Spring 2025 Midterm review for Inb321G Jeopardy Template

The biology and statistics

What's that data structure?!
and OOO

Extractions!

if( is.logical(Question) ){
print( "LOGIC!" )
}else{ print("FUNCTIONS!") }

Ultimately, what signal is measured to indicate the nucleotide for a certain cluster in next generation sequencing?

Needed: Fluorescence / light / camera

Explanation: Each fragment during the sequencing stage incorporates a single nucleotide per round. The most recently incorporated nucleotide has an attached fluorophore that gives off a distinctive wavelength of light when stimulated by a laser. This fluorescence is what provides the signal measured by a camera.

Deeper: This signal is not strong enough to be detected from a single nucleotide. This is why fragments on the flow cell are locally amplified first to provide a stronger signal. As errors occur, the fragments fall out of synch with each other, and gradually the signal degrades due to the noise produced by the out-of-sync fragments. This signal degradation is a primary limiting factor in the length of reads during NGS.

Besides being familiar with the object, how could you recognize the class of the iris object based on the below outputs? I am looking for 2 or more distinct reasons.

Printing out the contents allows you to see it prints in the form of a table as it is organized into rows and columns. This by itself lets you narrow down the base R options to data.frames and matrixes

The precense of multiple object classes organized into named columns is sufficient to identify it as list-type (and rule out a matrix).

The precense of a row (obs.) descriptor is indicative of data.frame class object.

The dollar sign symbols in the str() output are used to describe the names of list-type objects.

Conceptually describe the answer: Where in `iris` are the extracted values originally coming from in following?

iris[1:10 , 2:3][,1]

The first ten values from the second column of `iris`.

What value will the following print?

x <- 1
y <- 2

if(x == y){
    print(1)
}else if( x > y){
    print(2)
}else{
    print(3)
}

Write a pattern that makes the following code return values that contain an "e" eventually followed by an "m".

li <- c("Lorem", "ipsum", "dolor","sit",
        "amet", "consectetur","adipiscing",
        "elit", "sed","do", "eiusmod")
li[grep(____,li)]

Output:
[1] "Lorem"   "eiusmod"

# an e 
# followed by any character 0 or more times 
# followed by an m
li[grep("e.*m", li)]

#2 points if they use a + instead of a *

How does read depth data (and count-based data in general) differ from normal distributions? Give me two ways.
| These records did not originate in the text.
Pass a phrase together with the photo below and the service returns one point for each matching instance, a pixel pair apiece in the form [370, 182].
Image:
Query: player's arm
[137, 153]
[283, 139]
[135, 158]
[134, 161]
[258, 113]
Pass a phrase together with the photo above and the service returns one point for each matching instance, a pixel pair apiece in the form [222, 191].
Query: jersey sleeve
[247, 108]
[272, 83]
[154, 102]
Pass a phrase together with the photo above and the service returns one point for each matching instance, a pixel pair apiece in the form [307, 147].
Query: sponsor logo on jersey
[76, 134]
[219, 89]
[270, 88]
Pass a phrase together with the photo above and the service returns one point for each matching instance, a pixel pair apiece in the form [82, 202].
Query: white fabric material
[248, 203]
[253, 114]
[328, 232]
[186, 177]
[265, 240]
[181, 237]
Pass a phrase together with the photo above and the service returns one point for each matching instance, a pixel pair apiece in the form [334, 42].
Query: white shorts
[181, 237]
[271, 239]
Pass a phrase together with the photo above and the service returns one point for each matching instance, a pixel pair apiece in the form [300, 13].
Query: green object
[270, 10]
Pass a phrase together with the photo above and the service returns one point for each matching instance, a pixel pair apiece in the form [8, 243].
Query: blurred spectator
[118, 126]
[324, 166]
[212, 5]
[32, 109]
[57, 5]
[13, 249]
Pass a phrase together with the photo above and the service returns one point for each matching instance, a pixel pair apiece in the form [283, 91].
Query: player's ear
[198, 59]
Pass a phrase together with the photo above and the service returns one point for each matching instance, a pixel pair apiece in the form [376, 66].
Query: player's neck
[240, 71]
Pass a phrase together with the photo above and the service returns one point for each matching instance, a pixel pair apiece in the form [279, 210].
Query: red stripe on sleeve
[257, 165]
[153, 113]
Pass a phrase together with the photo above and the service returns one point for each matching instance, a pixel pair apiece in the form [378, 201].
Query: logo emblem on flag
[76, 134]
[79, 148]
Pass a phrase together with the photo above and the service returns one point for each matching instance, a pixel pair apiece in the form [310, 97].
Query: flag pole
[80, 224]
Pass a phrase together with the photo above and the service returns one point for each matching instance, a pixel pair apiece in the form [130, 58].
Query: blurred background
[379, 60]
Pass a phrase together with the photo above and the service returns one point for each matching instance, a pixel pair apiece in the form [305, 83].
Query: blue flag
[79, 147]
Needed: Read depths are discrete (integers) and positive values only due to their count-based nature.

Deeper: A normal distribution is described fully by its mean and standard deviation based on a specific relationship .

Extension: Read depth (and count-based data in general) is generally poorly described by the normal distribution, although it can superficially resemble one. Instead, they are more appropriately described using more complicated models such as negative binomial models.

Note: The normal distribution CAN have a mean of 0 and standard deviation of 1, but this is specifically the "Standard Normal Distribution", and not a property of normal distributions in general.

What is the class of obj1. Note: iris by itself is a data.frame.

obj1 <- iris[1:10,1:2]

data.frame; because more than one column was extracted.

What value does the following create? Your whole team may help with this one.

paste0(
    c(LETTERS[5],
      letters[c(24,20,18,1,3,20,9,15,14,19)]),
    collapse = ""
)

"Extractions"

Why does the following produce an error?

x <- c(1, 2, 3)
y <- c(3, 2, 1)

if(x == y){
    print(1)
}else if( x > y){
    print(2)
}else{
    print(3)
}

Because if statements require a length 1 logical vector and the first current comparison produces an error because x==y is a length 3 logical vector.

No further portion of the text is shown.